By Rob Bradfield
For decades, Wacoans have enjoyed down-home cooking from one of the last of a dying breed of Texas diners.
Kim’s, founded by Gene Stanley and her late husband W. O. “Bill” Stanley, has been a Waco institution since 1956.
Although Kim’s has fallen into obscurity among Baylor students, the restaurant still has a dedicated following of Waco natives.
Glenn Gilbert, a retired adult education teacher at McLennan Community College, has been a Kim’s regular since 1977.
“Everybody knows me. I’ve been coming here so long because they treat you like family,” he said.
Gilbert is part of a core of regulars that includes judges, ministers and nine-to-five workers that have been coming to Kim’s for generations, sometimes as often as twice a day.
The current location at 2600 W. Waco Drive has been open since 1963 and is the last of five Waco locations. Kim’s is open 6:30 a.m.-6 p.m. Monday-Saturday, and until 8 p.m. on Friday.
Kim’s is most famous for its hamburgers, which come in 12 varieties and with a wide selection of toppings.
The restaurant also offers a full breakfast, lunch and dinner menu featuring everything from the standard eggs, pancakes and sandwiches, to local favorites like chicken fried steak, western omelettes and fried cauliflower.
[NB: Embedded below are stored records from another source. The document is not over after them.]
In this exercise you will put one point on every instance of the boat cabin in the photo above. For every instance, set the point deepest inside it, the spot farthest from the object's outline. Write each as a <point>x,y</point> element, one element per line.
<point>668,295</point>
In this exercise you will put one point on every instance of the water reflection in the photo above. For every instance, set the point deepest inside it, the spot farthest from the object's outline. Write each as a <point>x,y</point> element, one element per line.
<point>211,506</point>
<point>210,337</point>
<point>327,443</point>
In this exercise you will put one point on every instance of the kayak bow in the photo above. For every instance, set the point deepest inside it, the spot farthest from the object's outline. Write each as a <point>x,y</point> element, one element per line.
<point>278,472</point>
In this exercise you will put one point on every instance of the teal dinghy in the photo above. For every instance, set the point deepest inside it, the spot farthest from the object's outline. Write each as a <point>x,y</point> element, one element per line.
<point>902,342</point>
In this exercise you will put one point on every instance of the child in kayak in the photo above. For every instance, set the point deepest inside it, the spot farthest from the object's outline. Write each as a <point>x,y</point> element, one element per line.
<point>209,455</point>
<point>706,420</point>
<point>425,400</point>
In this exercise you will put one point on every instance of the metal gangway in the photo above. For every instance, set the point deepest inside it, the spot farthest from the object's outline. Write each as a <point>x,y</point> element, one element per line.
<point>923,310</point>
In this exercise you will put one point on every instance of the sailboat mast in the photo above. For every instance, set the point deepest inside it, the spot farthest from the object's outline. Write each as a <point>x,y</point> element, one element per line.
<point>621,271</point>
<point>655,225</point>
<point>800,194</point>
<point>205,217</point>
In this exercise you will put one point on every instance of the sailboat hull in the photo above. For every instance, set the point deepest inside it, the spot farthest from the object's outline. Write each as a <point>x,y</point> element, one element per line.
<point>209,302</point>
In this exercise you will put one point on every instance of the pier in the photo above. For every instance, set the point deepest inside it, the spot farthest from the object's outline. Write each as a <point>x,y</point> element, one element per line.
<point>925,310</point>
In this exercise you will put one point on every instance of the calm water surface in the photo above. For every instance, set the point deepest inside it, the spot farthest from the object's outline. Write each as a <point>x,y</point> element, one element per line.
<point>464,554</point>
Stanley has been in the restaurant business for decades, spending much of that time with her husband. Bill Stanley opened a chain of restaurants in West Texas with a friend from Abilene Christian University in the early 1950s. Gene Stanley joined her soon-to-be husband when they opened their first drive-in locations in Abilene and Sweetwater.
“We were bought out by Kip’s Big Boy in Dallas, and for some reason, we moved to Waco,” Stanley said.
Stanley and her husband opened the first Kim’s on East Waco Drive to serve airmen stationed at James Connally Air Force Base. They would later open four more restaurants, including the current location. Kim’s quickly became popular among high school and college students in addition to locals.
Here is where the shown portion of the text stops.